When you are young, before you become jaded by reality, the imagination can coincide with reality, the hope of seeing fantastical things is still intact. But year after year of learning the "rules" of reality and waiting for those grand things, whatever they may be, to appear or manifest…a child grows into someone who sees the line between fantasy and reality. There is no longer an overlap. Tiny fairies invisible to the human eye do not live inside flowers. Unicorns do not prance around in some secret grove. Magic is not something that can be learned when one gets older. You will never be able to cast fireball, nor will you be able to cast a healing spell. And love…love belongs to fairytales. The love you know as one first introduced to the concept of romantic affiliations is completely different form the love that you find exists in reality.
There are no Starjewels.

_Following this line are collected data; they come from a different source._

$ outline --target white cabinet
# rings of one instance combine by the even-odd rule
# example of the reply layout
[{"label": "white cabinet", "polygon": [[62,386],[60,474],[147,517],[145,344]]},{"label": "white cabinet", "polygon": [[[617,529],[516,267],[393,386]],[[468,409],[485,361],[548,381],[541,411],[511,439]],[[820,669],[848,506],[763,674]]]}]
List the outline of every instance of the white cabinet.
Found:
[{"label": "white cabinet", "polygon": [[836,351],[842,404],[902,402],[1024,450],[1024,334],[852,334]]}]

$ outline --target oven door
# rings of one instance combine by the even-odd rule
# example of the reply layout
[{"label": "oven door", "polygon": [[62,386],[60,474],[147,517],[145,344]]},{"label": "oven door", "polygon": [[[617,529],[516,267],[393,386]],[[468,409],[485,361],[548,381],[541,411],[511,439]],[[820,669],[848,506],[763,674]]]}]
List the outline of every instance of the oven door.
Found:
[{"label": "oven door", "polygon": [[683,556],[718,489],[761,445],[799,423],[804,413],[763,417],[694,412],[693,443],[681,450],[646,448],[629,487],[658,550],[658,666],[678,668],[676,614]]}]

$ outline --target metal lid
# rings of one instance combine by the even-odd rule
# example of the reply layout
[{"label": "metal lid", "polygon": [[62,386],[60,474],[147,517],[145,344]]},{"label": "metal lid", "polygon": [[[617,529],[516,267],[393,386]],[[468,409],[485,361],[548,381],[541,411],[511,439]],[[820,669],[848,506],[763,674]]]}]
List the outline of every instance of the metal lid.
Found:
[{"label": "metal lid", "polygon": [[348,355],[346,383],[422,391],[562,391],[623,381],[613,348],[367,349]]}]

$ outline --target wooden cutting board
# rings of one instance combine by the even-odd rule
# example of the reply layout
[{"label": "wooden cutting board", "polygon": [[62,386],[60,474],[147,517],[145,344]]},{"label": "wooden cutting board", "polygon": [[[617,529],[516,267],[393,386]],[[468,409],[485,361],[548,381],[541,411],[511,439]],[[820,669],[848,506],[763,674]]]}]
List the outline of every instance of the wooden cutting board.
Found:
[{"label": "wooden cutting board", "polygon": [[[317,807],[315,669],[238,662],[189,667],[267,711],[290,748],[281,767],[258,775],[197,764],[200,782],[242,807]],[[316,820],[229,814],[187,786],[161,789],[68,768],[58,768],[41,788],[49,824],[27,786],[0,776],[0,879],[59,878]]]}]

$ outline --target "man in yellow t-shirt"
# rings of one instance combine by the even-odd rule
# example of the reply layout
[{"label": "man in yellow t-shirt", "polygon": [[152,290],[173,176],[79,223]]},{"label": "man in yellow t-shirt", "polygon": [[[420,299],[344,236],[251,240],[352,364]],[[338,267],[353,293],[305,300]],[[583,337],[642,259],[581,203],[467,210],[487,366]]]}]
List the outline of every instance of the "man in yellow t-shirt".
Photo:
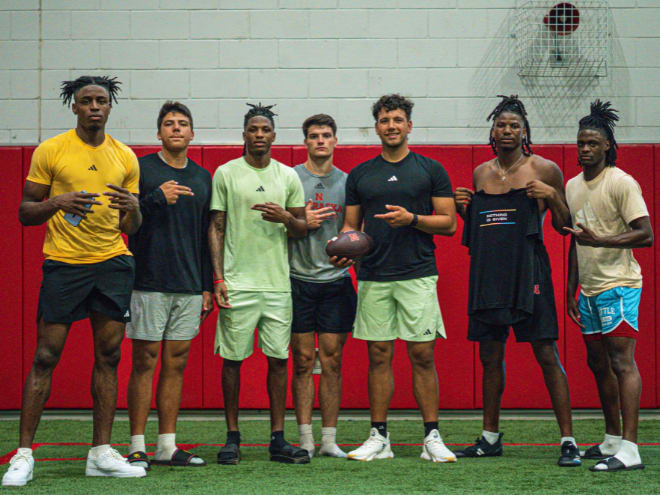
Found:
[{"label": "man in yellow t-shirt", "polygon": [[591,104],[577,135],[582,173],[566,184],[573,218],[573,228],[565,227],[573,234],[566,309],[582,331],[605,416],[605,439],[584,453],[600,459],[591,471],[644,468],[637,448],[642,378],[634,357],[642,271],[632,248],[651,246],[653,229],[639,184],[616,167],[617,120],[609,102]]},{"label": "man in yellow t-shirt", "polygon": [[62,83],[75,129],[44,141],[34,152],[19,208],[23,225],[47,222],[43,281],[37,312],[37,349],[23,390],[20,441],[4,486],[32,480],[34,439],[51,377],[71,324],[89,317],[94,336],[94,434],[87,476],[142,477],[110,447],[117,402],[117,365],[135,263],[121,233],[132,234],[142,216],[139,168],[133,152],[105,134],[120,83],[82,76]]}]

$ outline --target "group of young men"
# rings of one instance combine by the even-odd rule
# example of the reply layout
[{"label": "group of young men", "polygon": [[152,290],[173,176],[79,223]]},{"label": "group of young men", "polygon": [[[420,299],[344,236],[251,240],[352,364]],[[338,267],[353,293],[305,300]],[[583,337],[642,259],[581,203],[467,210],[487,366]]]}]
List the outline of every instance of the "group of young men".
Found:
[{"label": "group of young men", "polygon": [[[489,116],[495,158],[475,169],[472,188],[452,190],[442,165],[409,150],[413,103],[398,94],[381,97],[372,108],[381,153],[348,175],[333,165],[332,117],[318,114],[303,123],[308,157],[291,168],[271,158],[275,114],[259,104],[244,116],[243,155],[211,179],[187,157],[193,117],[181,103],[163,105],[157,119],[162,149],[139,161],[105,133],[118,85],[114,78],[93,76],[64,82],[62,97],[72,103],[77,126],[43,142],[32,158],[19,219],[24,225],[47,222],[46,260],[19,448],[3,485],[32,479],[31,446],[52,372],[71,324],[87,317],[95,360],[86,474],[141,477],[151,464],[206,465],[179,449],[175,435],[190,344],[214,300],[227,422],[220,464],[240,461],[241,365],[252,353],[255,328],[268,360],[271,460],[303,464],[314,455],[317,353],[318,453],[362,461],[394,457],[387,412],[396,339],[406,342],[424,422],[420,457],[455,462],[502,455],[504,348],[513,327],[518,341],[531,343],[543,371],[562,436],[558,464],[580,465],[556,348],[557,315],[542,236],[548,210],[553,228],[572,235],[567,309],[584,334],[606,419],[604,441],[584,457],[602,459],[592,466],[596,471],[643,468],[636,445],[641,380],[633,357],[641,273],[631,248],[650,246],[653,232],[639,185],[615,166],[618,117],[609,103],[596,101],[580,121],[583,172],[568,182],[566,193],[557,165],[532,154],[526,111],[515,96],[503,97]],[[446,332],[433,236],[453,235],[457,212],[471,258],[468,338],[479,342],[484,414],[475,445],[454,453],[438,431],[434,346]],[[328,258],[325,244],[348,230],[368,233],[373,251],[361,260]],[[129,236],[130,251],[121,233]],[[344,453],[336,428],[342,349],[351,330],[367,343],[371,431],[360,447]],[[132,339],[127,458],[110,446],[124,332]],[[299,447],[283,435],[289,348]],[[159,434],[149,458],[144,433],[159,354]]]}]

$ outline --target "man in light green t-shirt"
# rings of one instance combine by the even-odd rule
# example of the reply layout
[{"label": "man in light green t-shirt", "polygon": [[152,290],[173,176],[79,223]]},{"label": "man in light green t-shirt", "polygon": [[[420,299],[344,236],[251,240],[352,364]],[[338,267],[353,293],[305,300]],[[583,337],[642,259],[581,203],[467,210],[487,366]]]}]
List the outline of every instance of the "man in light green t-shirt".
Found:
[{"label": "man in light green t-shirt", "polygon": [[213,176],[209,249],[220,308],[215,352],[224,359],[222,393],[227,442],[219,464],[238,464],[238,395],[243,360],[252,354],[254,329],[268,359],[270,458],[309,462],[305,449],[284,440],[291,287],[287,237],[307,233],[303,187],[296,172],[270,157],[275,115],[249,105],[243,121],[244,154]]}]

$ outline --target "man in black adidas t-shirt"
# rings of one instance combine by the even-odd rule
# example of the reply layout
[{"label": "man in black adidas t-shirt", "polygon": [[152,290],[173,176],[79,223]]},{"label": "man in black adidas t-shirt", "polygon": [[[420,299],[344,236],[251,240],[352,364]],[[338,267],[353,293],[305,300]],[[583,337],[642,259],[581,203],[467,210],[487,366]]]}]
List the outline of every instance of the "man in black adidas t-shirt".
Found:
[{"label": "man in black adidas t-shirt", "polygon": [[[413,103],[386,95],[373,106],[379,156],[358,165],[346,182],[342,231],[364,231],[373,251],[358,270],[358,309],[353,337],[367,341],[369,352],[369,439],[348,454],[371,461],[394,457],[387,433],[387,410],[394,392],[394,341],[406,341],[413,370],[413,391],[424,419],[421,457],[453,462],[438,433],[438,378],[433,347],[445,337],[438,305],[433,235],[452,235],[456,209],[442,165],[408,149]],[[433,212],[435,211],[435,215]],[[337,266],[351,260],[331,259]]]},{"label": "man in black adidas t-shirt", "polygon": [[156,403],[158,443],[152,464],[203,466],[198,456],[178,449],[176,419],[183,370],[192,339],[213,309],[213,276],[208,250],[211,174],[190,160],[192,114],[166,102],[158,115],[161,151],[140,158],[140,230],[129,238],[135,255],[135,285],[126,336],[133,343],[128,384],[131,444],[128,462],[149,468],[144,430],[151,408],[153,374],[161,354]]}]

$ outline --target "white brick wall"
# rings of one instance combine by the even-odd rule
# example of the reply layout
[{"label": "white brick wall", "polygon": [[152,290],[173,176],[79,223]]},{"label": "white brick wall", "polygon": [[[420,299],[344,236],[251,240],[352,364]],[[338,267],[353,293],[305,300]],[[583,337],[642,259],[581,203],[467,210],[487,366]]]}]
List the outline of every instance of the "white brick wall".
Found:
[{"label": "white brick wall", "polygon": [[277,104],[280,144],[318,112],[342,143],[376,143],[370,106],[394,91],[415,101],[416,143],[485,142],[500,93],[521,95],[538,143],[572,141],[595,97],[621,110],[620,141],[660,142],[660,1],[609,4],[608,77],[530,81],[515,0],[1,0],[0,144],[75,125],[59,85],[85,73],[123,82],[109,131],[133,144],[156,142],[168,98],[191,107],[197,144],[240,142],[247,101]]}]

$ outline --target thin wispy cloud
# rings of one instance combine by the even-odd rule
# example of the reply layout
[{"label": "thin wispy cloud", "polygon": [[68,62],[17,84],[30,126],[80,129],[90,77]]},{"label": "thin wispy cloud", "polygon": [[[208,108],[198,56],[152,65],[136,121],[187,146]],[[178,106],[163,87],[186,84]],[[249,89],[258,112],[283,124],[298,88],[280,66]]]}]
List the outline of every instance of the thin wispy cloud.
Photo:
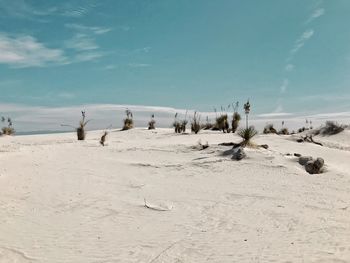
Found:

There are no knights. "Hero" is a word used to describe professional sports icons or one’s father or grandparent in the aspect of an "everyday hero." I’ve said it before and I will say it as long as I draw breath: The only perfect love is a tragic love – Romeo and Juliet, Pyramus and Thisbe, Sturm and Alhanna, Tidus and Yuna, Gilthanas and Silvara, Vanyel and Tylendel, the list goes on. Passions that never get a chance to wither and fade, ever sweeter for the potential and eternally remembered as perfectly beautiful until tragedy brings the curtain down upon the stage.
This is completely false. Love exists. Perfect love is not tragic. Indeed, tragic love is far from perfect; it is fundamentally flawed, thus the tragedy.